Greece's Prime Minister Alexis Tsipras has arrived in Moscow for talks with Russian President Vladimir Putin. The EU Parliament's president has warned Tsipras not to break the line on EU sanctions towards Russia.
Greece's Prime Minister has arrived in Moscow for a controversial visit as his government faces a deadline on Thursday to repay 450 million euros ($487 million) to the International Monetary Fund. Further repayments are due in the coming weeks.
Tsipras is meeting with Russian President Vladimir Putin for formal talks on Wednesday. They are expected to sign a number of agreements, including a plan to strengthen economic and commercial ties. Greece currently imports 57 percent of its gas supplies from Russia.
The Greek prime minister has voiced his disagreement with the European Union's position on Russia with sanctions imposed after its annexation of Crimea and support for separatist rebels in eastern Ukraine. The EU has issued statements calling for a common line.
"We expect that all member states are treated equally and we expect as well that all member states speak with one voice to all our trade partners, including Russia," EU Commission spokesman Daniel Rosario said.Tsipras' government has said it will not seek aid from Moscow
during the prime minister's meeting with Putin. But Athens has so far failed to reach a deal with its international creditors to unlock fresh funds.

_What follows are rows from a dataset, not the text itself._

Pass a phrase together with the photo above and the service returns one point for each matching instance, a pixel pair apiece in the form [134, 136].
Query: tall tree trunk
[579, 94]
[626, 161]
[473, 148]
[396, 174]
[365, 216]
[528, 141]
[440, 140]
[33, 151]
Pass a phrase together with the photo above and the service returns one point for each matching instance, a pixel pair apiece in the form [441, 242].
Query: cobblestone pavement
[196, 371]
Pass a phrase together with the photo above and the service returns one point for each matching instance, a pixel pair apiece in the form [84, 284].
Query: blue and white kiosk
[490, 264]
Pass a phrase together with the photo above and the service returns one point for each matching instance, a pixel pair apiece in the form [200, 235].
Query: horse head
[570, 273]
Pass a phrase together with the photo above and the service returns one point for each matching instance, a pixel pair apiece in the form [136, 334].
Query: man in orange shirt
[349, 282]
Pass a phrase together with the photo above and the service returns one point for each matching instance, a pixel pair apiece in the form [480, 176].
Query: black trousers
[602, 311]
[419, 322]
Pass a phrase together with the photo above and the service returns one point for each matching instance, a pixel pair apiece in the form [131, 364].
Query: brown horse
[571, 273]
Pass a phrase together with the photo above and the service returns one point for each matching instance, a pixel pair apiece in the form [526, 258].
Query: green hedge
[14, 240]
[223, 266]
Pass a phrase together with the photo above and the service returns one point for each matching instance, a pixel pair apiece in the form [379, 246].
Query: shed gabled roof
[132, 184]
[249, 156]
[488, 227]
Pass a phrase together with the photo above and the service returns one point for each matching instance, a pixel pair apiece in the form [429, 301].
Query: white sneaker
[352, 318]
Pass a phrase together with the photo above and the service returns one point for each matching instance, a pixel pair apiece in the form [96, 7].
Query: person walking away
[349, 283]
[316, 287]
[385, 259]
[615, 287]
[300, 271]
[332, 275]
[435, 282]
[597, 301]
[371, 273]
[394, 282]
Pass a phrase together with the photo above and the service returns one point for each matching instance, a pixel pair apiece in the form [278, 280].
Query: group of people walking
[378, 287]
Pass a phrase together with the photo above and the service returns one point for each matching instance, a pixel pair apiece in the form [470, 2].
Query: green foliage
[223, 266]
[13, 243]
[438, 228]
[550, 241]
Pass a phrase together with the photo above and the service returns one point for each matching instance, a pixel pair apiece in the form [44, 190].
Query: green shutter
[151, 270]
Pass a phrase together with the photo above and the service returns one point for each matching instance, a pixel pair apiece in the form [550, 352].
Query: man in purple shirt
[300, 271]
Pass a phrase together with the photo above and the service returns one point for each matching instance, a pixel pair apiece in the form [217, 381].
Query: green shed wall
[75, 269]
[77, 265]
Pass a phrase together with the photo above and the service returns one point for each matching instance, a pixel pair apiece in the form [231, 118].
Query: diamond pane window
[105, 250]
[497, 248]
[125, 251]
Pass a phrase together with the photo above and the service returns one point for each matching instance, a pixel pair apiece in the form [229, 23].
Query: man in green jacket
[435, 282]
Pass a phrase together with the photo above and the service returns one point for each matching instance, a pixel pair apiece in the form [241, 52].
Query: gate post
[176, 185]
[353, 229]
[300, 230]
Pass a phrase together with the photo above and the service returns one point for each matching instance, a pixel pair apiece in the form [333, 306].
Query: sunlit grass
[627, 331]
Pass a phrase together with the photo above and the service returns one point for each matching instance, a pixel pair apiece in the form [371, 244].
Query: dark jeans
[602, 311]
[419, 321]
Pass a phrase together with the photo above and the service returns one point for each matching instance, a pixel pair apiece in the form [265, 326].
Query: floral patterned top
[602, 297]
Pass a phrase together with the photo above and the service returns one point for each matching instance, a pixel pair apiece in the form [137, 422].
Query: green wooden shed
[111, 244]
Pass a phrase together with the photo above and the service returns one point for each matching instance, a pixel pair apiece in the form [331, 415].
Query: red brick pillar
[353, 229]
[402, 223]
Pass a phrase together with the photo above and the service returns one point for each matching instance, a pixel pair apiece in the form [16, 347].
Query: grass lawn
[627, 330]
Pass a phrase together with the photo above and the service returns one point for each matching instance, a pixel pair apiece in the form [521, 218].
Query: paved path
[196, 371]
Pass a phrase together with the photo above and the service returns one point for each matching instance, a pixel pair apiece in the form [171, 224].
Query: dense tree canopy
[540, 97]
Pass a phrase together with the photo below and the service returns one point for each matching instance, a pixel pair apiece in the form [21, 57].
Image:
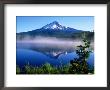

Athens' anti-austerity government has spent most of its two months in power trying to unlock 7.2 billion euros in financial assistance from its240 billion euro bailout programme.
In an unrelated parliamentary debate on Monday, Tsipras said: "Greece lost a large part of its economic power in the last four and a half to five years." He added: "It is a sovereign country that partners and creditors cannot play with. You will see that, and the partners and creditors will see that."
A warning for Tsipras
In an article to be published in Wednesday's edition of the Münchner Merkur, European Parliament President Martin Schulz warned Tsipras not to break with the EU line on sanctions.
"Greece demands and gets a lot of solidarity from the EU," Schulz told the regional German newspaper. "We can therefore also ask for solidarity from Greece and for this solidarity not to be ended unilaterally by pulling out of joint measures."
Schulz said he, and others, had explained the position to Tsipras in a number of discussions: "He should base his actions in Moscow on that. The EU expects that from him as the head of government of an EU member state," Schulz added.
Tsipras is also due to meet with Russian Prime Minister Dmitry Medvedev on Thursday.